Ordered Binary Decision Diagrams (OBDDs, in short) are well-known to be useful
representations for Boolean functions and applied in various fields such as design
and formal verification of digital systems, combinatorics, and Artificial Intelligence
(AI). One of difficulties in conventional method to construct OBDDs is that the
target OBDD cannot be obtained when some intermediate OBDDs blow up, even
if the size of the target is moderate. A breadth first algorithm is proposed to
resolve this difficulty by constructing the target OBDD directly in a top-down
fashion. Though this algorithm can construct OBDDs in an output-size sensitive
manner, it requires efficient strategy for equivalence test between subfunctions
which is intractable in general. Thus, it might be important to investigate how
this equivalence test is hard in several settings.
We adopt maximal independent sets of a graph as an important and suggestive
special case from the viewpoints of graph theory and Boolean function theory. We
show hardness in a direct application of the breadth first algorithm to the maximal
independent sets of a graph. On the other hand, we show that this algorithm can
be applied efficiently to the class of monotone Conjunctive Normal Forms (CNFs)
or Disjunctive Normal Forms (DNFs).
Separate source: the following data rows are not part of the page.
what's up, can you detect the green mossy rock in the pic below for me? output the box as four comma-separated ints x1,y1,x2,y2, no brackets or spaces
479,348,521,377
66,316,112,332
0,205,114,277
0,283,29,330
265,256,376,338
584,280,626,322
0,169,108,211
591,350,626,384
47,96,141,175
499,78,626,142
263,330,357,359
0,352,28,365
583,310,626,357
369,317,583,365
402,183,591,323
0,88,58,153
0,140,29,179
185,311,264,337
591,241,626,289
As a counter example of the hardness, it is
shown that we can construct the OBDD of maximal independent sets of a mesh
graph in an output-size sensitive manner by combining the breadth first algorithm
and conventional algorithm, where we compute the logical conjunction of the two
OBDDs of independent sets and dominating sets.
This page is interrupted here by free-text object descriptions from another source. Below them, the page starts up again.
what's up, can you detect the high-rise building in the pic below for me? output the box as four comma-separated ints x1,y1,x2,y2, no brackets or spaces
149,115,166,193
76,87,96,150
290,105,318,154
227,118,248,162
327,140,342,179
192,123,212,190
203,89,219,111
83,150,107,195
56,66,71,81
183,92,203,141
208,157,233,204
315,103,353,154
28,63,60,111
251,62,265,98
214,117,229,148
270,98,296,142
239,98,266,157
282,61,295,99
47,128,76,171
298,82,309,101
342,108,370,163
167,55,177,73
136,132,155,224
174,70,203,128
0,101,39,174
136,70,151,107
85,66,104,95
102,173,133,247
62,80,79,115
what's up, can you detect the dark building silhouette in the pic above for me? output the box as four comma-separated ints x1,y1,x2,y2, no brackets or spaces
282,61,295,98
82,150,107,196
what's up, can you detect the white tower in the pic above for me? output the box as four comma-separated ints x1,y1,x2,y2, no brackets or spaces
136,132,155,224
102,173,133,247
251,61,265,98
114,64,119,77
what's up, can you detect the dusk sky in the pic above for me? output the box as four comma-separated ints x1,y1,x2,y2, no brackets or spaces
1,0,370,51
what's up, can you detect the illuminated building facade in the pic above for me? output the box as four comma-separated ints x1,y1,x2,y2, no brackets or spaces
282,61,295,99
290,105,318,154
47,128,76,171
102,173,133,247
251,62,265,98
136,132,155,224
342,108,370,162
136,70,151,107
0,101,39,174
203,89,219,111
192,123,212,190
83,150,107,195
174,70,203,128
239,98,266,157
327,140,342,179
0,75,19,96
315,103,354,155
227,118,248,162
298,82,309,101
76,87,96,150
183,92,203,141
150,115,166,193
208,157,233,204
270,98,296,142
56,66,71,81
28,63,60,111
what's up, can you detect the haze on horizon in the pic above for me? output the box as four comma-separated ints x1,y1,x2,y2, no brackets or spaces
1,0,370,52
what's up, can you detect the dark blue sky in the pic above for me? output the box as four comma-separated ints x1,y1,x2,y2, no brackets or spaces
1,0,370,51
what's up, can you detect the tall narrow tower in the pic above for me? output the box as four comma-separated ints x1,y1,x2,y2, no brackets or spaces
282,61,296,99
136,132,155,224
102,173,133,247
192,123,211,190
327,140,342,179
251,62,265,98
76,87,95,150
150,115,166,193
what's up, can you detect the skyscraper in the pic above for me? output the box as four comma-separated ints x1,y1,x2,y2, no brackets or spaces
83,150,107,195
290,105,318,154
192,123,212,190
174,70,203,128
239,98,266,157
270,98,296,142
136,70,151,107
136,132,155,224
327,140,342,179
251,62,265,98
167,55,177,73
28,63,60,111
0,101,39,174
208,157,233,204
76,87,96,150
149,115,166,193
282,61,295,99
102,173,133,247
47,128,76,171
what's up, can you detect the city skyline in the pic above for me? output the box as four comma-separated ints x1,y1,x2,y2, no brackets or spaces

Then we discuss relationship between the two OBDDs of a monotone function
and of the set of its prime implicants by comparing their subfunctions based on the
fact that the characteristic function of independent sets is monotone and that the
family of all the maximal independent sets can be considered as the set of all the
prime implicant of that function. As a result we show that there exists a monotone
function which has an O(n) size DNF but can not be represented by a polynomial
size OBDD. In other words, we cannot obtain the OBDD of the set of all the prime
implicants of a monotone function in an output-size sensitive manner once we have
constructed the OBDD of that function in worst case. This fact is also a solution
to open questions by Coudert who has given an implicit method to compute the
set of prime implicants of a Boolean function by using OBDDs.